Billy Rees

Personal information
- Full name: William Rees
- Date of birth: 10 March 1924
- Place of birth: Blaengarw, Wales
- Date of death: 27 July 1996 (aged 72)
- Place of death: Bridgend, Wales
- Height: 5 ft 11 in (1.80 m)
- Position: Inside forward

Senior career*
- Years: Team / Apps / (Gls)
- 1944–1949: Cardiff City / 101 / (33)
- 1949–1950: Tottenham Hotspur / 11 / (3)
- 1950–1956: Leyton Orient / 184 / (58)
- 1956–1959: Headington United / 122 / (58)
- 1959–1960: Kettering Town / ? / (?)

International career
- 1949–1950: Wales / 4 / (0)

= Billy Rees =

Welsh footballer

William Rees (10 March 1924 – 27 July 1996) was a Welsh professional footballer and Wales international.

==Career==

Rees was born in Pwllcarn Terrace, Blaengarw. He had been working as a coal miner while playing amateur football for Carn Rovers when he was spotted by Cardiff City manager Cyril Spiers. He made eighty-three appearances in wartime fixtures for the club, scoring seventy-four times, as well as appearing in a wartime international for Wales against England in May 1945. With the Football League returning following the end of the war Rees became a major part of the side, helping them to promotion in the first season. He finished as top scorer the following year but at the end of the 1948-49 season his good form saw Tottenham Hotspur take him to London for £14,000, just weeks after winning the first of his four Wales caps against Northern Ireland.
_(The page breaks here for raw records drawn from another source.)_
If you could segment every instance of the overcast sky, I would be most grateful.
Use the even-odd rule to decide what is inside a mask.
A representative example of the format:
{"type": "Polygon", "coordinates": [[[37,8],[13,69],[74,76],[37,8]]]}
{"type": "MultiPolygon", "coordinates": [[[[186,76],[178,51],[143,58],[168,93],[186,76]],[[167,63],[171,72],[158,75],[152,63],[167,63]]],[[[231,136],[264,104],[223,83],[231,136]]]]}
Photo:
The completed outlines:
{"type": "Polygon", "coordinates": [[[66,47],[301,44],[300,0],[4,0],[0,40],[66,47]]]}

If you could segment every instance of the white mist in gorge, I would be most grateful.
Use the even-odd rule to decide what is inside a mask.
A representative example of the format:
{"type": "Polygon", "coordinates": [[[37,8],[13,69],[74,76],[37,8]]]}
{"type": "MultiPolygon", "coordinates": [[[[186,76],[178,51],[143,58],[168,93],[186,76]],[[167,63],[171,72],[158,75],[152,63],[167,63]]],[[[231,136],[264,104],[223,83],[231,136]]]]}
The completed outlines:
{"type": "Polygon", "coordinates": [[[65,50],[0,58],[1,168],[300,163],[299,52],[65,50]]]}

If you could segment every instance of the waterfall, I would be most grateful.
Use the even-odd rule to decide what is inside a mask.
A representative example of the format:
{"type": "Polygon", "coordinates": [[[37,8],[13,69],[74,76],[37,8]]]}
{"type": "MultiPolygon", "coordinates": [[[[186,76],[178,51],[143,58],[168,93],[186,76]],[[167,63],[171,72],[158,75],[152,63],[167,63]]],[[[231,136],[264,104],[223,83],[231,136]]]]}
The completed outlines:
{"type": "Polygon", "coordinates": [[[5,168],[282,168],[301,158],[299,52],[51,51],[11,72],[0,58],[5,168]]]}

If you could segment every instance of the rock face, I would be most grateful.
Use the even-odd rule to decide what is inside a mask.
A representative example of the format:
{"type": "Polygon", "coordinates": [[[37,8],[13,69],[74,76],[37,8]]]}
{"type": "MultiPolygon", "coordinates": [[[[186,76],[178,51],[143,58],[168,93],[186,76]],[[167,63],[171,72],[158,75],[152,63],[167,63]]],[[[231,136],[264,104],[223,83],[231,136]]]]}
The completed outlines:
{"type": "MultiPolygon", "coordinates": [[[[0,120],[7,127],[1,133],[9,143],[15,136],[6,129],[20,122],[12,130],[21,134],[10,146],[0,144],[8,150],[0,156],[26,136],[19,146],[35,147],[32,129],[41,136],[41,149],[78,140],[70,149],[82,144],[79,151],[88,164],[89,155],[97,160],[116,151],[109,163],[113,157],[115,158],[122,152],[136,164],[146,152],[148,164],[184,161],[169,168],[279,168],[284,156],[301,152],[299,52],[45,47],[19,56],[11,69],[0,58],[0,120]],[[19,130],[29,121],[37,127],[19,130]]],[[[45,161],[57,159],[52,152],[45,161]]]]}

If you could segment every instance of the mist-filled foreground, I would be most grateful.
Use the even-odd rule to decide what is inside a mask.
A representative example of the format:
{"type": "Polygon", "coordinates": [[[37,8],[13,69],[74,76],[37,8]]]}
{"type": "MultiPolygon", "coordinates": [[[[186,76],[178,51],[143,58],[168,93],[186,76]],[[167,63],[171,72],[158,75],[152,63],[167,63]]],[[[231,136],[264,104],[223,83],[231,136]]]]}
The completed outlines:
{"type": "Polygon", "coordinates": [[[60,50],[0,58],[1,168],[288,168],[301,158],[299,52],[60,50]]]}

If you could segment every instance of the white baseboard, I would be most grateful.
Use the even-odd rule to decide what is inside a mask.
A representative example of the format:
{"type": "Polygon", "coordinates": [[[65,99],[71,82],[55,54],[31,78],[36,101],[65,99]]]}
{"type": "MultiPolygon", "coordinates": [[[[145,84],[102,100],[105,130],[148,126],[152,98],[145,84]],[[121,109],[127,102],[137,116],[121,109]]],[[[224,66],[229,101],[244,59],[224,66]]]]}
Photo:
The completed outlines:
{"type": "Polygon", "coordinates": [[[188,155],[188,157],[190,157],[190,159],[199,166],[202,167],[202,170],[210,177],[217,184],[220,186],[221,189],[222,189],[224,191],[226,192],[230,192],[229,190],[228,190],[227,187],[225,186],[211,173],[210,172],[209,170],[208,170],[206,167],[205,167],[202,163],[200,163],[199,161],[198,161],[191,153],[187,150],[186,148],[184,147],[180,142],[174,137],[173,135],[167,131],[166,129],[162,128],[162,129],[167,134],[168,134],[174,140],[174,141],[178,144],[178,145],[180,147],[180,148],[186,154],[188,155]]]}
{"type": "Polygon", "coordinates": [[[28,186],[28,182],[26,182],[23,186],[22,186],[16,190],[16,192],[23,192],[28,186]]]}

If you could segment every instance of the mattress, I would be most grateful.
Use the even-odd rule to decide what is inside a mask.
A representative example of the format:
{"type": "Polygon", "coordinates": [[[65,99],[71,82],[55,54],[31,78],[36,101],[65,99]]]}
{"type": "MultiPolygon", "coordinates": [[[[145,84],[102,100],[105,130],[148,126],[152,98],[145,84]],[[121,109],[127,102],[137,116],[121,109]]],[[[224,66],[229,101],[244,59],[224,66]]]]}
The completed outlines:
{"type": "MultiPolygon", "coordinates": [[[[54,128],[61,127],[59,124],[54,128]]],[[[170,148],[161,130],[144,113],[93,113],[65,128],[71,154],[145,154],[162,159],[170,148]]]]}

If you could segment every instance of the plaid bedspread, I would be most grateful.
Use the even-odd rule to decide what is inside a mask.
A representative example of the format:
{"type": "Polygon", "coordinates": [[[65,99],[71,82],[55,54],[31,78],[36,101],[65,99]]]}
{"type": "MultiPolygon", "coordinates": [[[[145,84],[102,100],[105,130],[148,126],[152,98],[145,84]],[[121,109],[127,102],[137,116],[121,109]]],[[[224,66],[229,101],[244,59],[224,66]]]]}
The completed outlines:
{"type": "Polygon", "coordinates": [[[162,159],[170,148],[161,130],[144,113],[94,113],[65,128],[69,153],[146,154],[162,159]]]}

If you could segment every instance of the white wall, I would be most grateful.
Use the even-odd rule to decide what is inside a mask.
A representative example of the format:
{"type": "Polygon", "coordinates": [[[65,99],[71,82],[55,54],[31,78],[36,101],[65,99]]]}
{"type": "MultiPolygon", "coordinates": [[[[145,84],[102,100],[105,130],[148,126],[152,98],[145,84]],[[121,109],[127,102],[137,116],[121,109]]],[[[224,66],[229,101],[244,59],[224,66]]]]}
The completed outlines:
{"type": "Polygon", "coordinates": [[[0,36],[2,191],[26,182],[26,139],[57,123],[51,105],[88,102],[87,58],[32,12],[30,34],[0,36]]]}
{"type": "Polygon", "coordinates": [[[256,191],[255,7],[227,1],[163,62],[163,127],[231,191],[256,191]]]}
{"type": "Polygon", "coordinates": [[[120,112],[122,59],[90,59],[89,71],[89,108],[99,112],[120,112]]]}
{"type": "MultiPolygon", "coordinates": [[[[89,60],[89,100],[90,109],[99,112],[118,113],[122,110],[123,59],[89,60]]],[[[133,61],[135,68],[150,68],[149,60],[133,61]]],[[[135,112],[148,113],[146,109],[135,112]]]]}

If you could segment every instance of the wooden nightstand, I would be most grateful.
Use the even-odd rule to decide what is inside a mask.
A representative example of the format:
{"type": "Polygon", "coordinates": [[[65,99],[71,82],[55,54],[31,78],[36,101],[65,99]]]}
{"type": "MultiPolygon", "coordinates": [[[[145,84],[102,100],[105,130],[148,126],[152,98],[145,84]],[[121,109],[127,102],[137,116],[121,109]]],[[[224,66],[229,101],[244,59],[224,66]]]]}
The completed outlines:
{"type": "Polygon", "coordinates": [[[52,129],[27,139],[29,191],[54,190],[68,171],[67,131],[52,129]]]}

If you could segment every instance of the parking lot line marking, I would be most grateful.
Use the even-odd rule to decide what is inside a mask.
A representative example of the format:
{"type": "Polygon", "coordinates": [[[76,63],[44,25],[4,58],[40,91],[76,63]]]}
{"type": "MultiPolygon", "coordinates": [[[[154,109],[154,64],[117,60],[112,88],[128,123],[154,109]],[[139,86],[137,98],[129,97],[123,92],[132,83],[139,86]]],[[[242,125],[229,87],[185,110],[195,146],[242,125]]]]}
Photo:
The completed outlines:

Early into his Tottenham career he suffered from a number of minor injuries which caused his form to severely dip and he found himself out of the side. He was quickly sold to Leyton Orient at the end of the season for £14,500. He managed to return to form with Orient and spent six years at the club before ending his career with spells at non-league sides Headington United and Kettering Town.

Following his retirement from football he worked as a plant operator before later joining a pharmaceutical company based in Bridgend whilst living in nearby Llangeinor.